- Born: April 1, 1964 (age 62) Cortland, New York, USA
- Occupation: Visual effects artist
- Years active: 1989-present

= Scott E. Anderson =

American special effects artist (born 1964)

Scott E. Anderson (born April 1, 1964), is an Academy Award winning visual effects supervisor and filmmaker. He has been nominated for the Academy Award three times (Babe, Starship Troopers, Hollow Man), and received the Oscar for Babe. A longstanding member of the visual effects community, he was an early leader and key contributor to the Oscar winning films The Abyss, Terminator 2: Judgment Day, and King Kong.

He studied film, semiotics and computer science and graduated with an Sc.B. from Brown University. While at Brown he was a member of the Brown Computer Graphics Group studying under Andries van Dam and was a varsity wrestler and four-time captain of the Brown Wrestling Team.

Anderson is a member of the Directors Guild of America (DGA) and the Visual Effects Society (VES).

==Oscar history==
All of these are in the category of Best Visual Effects.

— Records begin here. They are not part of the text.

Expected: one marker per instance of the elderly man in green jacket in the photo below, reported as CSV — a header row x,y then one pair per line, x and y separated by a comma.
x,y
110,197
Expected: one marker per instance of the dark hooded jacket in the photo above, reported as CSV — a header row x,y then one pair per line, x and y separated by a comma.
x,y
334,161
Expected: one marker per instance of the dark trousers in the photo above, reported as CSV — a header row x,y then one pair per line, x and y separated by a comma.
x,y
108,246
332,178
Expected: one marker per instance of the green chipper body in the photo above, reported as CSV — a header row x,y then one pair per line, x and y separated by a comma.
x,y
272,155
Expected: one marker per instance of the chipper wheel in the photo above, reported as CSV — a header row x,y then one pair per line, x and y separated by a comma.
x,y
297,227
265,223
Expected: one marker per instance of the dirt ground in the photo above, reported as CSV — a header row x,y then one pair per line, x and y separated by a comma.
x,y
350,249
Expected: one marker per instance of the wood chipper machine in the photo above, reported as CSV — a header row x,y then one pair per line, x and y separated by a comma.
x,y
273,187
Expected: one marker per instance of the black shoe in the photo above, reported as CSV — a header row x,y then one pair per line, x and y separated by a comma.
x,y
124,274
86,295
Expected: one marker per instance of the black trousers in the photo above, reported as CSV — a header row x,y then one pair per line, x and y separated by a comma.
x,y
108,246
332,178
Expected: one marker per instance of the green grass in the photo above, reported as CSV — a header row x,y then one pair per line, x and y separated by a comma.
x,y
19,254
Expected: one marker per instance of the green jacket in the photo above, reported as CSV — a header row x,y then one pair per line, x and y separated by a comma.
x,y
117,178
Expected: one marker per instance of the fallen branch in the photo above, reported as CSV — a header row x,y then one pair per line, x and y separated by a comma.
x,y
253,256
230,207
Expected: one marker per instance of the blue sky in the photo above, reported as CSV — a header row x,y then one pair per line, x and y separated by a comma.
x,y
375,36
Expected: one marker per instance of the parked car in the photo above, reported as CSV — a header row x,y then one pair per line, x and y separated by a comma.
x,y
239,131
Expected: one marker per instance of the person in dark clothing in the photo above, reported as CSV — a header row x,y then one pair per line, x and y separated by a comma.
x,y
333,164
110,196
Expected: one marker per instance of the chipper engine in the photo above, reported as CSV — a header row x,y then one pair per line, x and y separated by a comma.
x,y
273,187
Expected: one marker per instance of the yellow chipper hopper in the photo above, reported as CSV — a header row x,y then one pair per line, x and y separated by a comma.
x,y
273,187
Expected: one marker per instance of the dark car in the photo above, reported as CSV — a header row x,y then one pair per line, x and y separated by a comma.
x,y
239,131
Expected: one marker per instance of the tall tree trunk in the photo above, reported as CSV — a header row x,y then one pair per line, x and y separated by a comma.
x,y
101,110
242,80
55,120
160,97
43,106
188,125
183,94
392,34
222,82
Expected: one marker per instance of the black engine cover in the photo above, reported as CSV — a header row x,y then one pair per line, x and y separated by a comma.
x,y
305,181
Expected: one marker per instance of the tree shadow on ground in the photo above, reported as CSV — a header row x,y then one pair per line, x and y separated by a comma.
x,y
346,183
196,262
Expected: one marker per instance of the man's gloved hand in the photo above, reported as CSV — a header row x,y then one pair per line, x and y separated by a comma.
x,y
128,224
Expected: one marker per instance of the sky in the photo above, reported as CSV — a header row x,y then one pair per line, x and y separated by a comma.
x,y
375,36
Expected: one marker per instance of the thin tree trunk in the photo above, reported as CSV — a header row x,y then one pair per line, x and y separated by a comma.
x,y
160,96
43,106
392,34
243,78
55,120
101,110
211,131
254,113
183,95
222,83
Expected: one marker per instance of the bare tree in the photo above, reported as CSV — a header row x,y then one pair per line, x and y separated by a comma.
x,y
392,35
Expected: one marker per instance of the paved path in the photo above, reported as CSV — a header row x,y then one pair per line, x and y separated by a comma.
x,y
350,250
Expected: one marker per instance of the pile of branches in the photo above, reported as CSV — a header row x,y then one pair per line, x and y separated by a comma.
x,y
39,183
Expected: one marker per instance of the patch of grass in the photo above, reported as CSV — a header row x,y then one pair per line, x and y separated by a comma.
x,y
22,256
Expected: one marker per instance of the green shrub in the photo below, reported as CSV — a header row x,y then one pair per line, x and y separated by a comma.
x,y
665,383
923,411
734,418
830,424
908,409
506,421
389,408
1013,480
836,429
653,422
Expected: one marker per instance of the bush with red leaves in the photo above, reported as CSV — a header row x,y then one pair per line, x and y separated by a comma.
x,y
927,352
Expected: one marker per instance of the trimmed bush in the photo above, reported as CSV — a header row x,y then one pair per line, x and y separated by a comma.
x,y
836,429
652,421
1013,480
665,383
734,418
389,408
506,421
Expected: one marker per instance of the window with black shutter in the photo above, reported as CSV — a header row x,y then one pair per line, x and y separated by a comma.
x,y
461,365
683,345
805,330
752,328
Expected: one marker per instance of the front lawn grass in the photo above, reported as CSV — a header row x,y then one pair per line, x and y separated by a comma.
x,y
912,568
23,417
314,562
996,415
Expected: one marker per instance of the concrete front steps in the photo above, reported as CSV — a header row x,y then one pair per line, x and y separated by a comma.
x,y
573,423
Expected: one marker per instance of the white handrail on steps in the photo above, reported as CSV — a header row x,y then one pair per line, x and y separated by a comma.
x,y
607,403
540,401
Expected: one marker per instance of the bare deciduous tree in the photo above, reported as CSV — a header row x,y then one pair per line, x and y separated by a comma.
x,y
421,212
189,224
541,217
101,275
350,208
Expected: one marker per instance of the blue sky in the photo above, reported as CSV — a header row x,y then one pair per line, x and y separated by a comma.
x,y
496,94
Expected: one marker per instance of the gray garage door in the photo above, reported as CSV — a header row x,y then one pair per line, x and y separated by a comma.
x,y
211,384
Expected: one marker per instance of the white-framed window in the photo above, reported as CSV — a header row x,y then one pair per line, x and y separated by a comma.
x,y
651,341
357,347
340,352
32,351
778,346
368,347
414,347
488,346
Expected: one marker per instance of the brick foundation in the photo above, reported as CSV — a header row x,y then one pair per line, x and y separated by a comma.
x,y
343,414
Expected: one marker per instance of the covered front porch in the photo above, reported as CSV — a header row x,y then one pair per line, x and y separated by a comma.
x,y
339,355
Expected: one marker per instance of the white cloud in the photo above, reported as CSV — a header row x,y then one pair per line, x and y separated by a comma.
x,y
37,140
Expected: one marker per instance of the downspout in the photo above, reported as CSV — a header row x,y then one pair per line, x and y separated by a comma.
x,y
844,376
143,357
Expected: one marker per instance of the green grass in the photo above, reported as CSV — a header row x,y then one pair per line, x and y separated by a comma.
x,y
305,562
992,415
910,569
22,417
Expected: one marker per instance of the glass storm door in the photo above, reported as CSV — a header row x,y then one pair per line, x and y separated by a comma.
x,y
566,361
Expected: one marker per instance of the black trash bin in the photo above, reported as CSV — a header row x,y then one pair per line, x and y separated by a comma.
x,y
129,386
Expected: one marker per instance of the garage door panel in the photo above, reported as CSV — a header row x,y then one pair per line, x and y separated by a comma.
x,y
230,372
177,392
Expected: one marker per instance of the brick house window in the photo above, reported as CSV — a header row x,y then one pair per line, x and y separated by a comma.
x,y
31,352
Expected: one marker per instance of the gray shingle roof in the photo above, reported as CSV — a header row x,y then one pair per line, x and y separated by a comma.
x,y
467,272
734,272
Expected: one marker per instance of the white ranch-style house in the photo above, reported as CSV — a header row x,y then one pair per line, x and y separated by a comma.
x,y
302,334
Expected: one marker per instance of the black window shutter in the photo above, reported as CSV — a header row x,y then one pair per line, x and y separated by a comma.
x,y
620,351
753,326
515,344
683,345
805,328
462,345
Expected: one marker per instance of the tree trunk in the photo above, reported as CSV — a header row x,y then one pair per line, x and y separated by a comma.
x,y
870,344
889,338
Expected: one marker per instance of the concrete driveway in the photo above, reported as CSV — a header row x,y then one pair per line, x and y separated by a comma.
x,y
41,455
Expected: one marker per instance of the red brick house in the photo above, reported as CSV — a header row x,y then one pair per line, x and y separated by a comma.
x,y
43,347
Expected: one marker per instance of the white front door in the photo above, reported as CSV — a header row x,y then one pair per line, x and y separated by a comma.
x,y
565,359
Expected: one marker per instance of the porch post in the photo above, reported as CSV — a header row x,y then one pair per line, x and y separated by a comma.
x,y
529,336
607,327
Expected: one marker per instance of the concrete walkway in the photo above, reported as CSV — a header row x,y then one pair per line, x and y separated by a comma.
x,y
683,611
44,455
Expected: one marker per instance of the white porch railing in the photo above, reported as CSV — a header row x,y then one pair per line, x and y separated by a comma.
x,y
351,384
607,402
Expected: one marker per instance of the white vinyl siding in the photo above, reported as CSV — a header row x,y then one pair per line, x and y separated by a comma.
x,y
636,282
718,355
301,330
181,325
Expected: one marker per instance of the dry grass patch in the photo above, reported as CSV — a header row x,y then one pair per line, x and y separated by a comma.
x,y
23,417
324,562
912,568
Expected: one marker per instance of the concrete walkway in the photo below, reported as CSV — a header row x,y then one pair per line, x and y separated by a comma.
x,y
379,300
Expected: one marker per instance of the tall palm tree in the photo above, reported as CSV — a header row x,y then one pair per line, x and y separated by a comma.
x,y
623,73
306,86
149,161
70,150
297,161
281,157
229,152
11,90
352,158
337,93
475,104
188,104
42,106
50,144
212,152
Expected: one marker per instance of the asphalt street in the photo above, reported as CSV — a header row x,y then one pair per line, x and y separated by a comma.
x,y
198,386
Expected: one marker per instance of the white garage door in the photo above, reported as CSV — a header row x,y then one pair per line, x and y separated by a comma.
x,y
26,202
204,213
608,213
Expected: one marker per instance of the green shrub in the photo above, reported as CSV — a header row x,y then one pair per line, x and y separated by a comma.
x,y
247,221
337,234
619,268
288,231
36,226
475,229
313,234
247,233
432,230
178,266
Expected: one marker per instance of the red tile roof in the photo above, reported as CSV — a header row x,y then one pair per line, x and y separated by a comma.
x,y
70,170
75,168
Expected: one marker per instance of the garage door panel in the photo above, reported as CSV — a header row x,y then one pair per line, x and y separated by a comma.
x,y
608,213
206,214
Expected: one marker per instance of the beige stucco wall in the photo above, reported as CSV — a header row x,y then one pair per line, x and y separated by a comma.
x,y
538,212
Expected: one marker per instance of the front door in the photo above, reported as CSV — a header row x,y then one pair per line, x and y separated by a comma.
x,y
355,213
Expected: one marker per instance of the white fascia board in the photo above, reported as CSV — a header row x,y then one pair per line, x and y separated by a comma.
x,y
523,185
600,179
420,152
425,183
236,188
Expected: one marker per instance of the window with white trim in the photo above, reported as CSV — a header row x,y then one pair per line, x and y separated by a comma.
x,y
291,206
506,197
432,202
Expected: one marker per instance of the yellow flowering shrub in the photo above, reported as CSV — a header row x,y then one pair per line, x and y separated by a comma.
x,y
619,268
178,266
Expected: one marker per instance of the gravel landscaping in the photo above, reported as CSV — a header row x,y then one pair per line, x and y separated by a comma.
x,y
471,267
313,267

- 68th Academy Awards-Babe. Award shared with John Cox, Charles Gibson, and Neal Scanlan. Won.
- 70th Academy Awards-Nominated for Starship Troopers. Nomination shared with Alec Gillis, John Richardson and Phil Tippett. Lost to Titanic.
- 73rd Academy Awards-Nominated for Hollow Man. Nomination shared with Craig Hayes, Stan Parks and Scott Stokdyk, lost to Gladiator.